An dieser Stelle machen wir Sie in loser Reihenfolge mit den Grundtypen einiger Anlagezertifikate und mit weiteren Fachbegriffen aus der Welt der Finanzen vertraut. Das Thema heute: Die Folgen von Aktiensplit & Co.

Der Gesetzgeber erlaubt Aktiengesellschaften eine Vielzahl an Kurs beeinflussenden Maßnahmen wie zum Beispiel Kapitalerhöhungen, Abspaltungen oder einen Aktiensplit. Da sich zahlreiche Zertifikate auf Aktien beziehen, sind Unternehmensvorgänge dieser Art auch für die Inhaber solcher Zertifikate von Interesse. Anders als die Aktionäre sind sie nicht Teilhaber des jeweiligen Unternehmens: Zertifikate stellen lediglich eine Schuldverschreibung der herausgebenden Bank dar, deren Rückzahlung an die Entwicklung eines Basiswertes gekoppelt ist.

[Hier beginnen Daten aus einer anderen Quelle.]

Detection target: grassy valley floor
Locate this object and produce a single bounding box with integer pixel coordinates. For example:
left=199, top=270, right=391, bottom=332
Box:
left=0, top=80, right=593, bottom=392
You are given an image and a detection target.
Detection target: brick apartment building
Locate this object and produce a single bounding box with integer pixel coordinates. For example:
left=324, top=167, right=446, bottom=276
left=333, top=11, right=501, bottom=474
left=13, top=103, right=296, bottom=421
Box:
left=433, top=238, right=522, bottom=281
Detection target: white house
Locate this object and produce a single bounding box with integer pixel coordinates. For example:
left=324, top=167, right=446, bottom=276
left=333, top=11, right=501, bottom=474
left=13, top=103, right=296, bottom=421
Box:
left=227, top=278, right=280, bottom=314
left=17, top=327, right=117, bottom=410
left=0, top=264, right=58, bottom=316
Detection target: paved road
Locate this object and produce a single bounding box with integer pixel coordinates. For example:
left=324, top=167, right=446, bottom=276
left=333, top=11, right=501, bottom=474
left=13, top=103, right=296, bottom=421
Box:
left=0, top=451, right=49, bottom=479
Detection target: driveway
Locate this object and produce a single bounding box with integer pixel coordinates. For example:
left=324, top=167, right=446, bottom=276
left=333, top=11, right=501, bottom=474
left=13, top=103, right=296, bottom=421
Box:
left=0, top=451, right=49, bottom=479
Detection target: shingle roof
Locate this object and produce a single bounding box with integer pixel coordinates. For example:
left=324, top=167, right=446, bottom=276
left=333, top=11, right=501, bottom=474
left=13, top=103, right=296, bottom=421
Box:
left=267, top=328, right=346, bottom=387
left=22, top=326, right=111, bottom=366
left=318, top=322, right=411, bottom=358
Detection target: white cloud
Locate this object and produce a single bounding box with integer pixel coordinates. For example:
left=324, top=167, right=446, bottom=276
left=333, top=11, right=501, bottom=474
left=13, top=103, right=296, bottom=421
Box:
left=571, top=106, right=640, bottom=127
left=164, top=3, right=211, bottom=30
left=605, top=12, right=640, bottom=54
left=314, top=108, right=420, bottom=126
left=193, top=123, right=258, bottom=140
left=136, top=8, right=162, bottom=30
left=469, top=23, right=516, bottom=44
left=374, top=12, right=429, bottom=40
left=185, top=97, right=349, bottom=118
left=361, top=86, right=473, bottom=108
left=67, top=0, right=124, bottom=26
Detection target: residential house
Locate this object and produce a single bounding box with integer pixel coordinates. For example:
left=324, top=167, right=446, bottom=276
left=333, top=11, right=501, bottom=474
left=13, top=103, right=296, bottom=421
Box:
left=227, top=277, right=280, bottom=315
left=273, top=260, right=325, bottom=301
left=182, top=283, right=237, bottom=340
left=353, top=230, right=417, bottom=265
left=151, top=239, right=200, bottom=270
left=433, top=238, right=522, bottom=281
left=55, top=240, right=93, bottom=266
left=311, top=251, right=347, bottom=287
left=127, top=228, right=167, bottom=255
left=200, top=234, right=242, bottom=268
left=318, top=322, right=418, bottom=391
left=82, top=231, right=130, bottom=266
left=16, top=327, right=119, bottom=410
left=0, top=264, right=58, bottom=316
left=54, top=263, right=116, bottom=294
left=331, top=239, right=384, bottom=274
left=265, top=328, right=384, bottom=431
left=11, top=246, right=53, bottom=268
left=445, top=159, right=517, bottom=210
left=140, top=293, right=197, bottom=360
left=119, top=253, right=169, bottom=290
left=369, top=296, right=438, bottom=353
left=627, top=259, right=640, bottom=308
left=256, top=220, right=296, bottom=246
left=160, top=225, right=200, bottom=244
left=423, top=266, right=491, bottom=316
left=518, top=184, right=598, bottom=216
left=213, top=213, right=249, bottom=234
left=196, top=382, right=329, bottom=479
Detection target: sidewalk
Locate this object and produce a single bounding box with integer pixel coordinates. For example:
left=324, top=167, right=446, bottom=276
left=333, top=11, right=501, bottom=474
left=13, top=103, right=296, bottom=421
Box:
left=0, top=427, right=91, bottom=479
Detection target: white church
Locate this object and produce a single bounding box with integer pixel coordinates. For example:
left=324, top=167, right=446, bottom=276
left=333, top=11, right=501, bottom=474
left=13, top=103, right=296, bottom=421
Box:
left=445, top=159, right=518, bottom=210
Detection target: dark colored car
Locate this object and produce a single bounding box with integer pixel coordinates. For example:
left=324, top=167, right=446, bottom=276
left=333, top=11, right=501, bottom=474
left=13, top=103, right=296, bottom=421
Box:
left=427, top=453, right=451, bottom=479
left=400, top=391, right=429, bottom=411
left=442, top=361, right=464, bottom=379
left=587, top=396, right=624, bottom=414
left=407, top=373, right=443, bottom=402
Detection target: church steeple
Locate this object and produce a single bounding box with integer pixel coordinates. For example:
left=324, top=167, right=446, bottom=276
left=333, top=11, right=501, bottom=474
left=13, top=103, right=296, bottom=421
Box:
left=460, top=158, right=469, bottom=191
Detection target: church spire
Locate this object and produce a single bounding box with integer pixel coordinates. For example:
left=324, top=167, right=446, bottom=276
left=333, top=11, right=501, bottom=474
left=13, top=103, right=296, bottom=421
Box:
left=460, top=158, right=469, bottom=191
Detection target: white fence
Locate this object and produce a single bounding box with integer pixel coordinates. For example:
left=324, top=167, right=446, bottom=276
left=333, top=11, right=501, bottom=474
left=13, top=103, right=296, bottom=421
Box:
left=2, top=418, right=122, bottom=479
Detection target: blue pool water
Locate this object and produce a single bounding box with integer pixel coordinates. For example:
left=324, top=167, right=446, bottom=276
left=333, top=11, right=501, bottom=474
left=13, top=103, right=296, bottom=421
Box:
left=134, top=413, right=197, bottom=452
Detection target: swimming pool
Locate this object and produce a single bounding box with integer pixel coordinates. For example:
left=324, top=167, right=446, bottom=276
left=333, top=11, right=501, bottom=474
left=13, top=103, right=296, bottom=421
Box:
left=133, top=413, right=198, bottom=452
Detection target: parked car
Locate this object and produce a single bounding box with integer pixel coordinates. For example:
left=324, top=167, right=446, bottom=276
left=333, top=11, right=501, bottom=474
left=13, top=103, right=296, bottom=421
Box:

Daher stellt sich die Frage: Was passiert mit den Zertifikaten, wenn sich am Basiswert etwas ändert?
 

Soviel vorweg: Gängige Auffassung unter den Emittenten scheint es zu sein, den Inhaber von Zertifikaten dem Aktionär gleichzustellen und die Derivate nach Kapitalmaßnahmen, die den Basiswert betreffen, entsprechend wertneutral anzupassen. In der Vergangenheit haben sich die Banken bei der Anpassung meist am Vorgehen der Frankfurter Terminbörse EUREX orientiert. Das macht durchaus Sinn: An der Terminbörse werden Optionen und Futures gehandelt, die von den Emittenten zur Konstruktion vieler Zertifikate-Arten genutzt werden.
 

Bindend ist die Vorgehensweise der EUREX bei der Anpassung von Optionen für die Banken jedoch nicht: Grundsätzlich sind die Emittenten zu dem verpflichtet, was sie bei Auflage des Zertifikates in den jeweiligen Zertifikatsbedingungen angegeben haben. Daher lohnt vor dem Kauf eines Zertifikates der Blick ins Kleingedruckte auch im Hinblick auf mögliche Anpassungen.
 

Das deutsche Aktiengesetz unterscheidet verschiedene Formen der Kapitalerhöhung. Die so genannte ordentliche Kapitalerhöhung erfolgt durch die Ausgabe neuer Aktien. Durch den Erlös wird die Eigenkapitalbasis der Gesellschaft erweitert. Den Altaktionären wird hierbei ein Recht auf Bezug der neuen Aktien entsprechend ihrer bisherigen Beteiligung eingeräumt. Dieses Bezugsrecht kann jedoch durch eine Dreiviertel-Mehrheit der Hauptversammlung ausgesetzt werden.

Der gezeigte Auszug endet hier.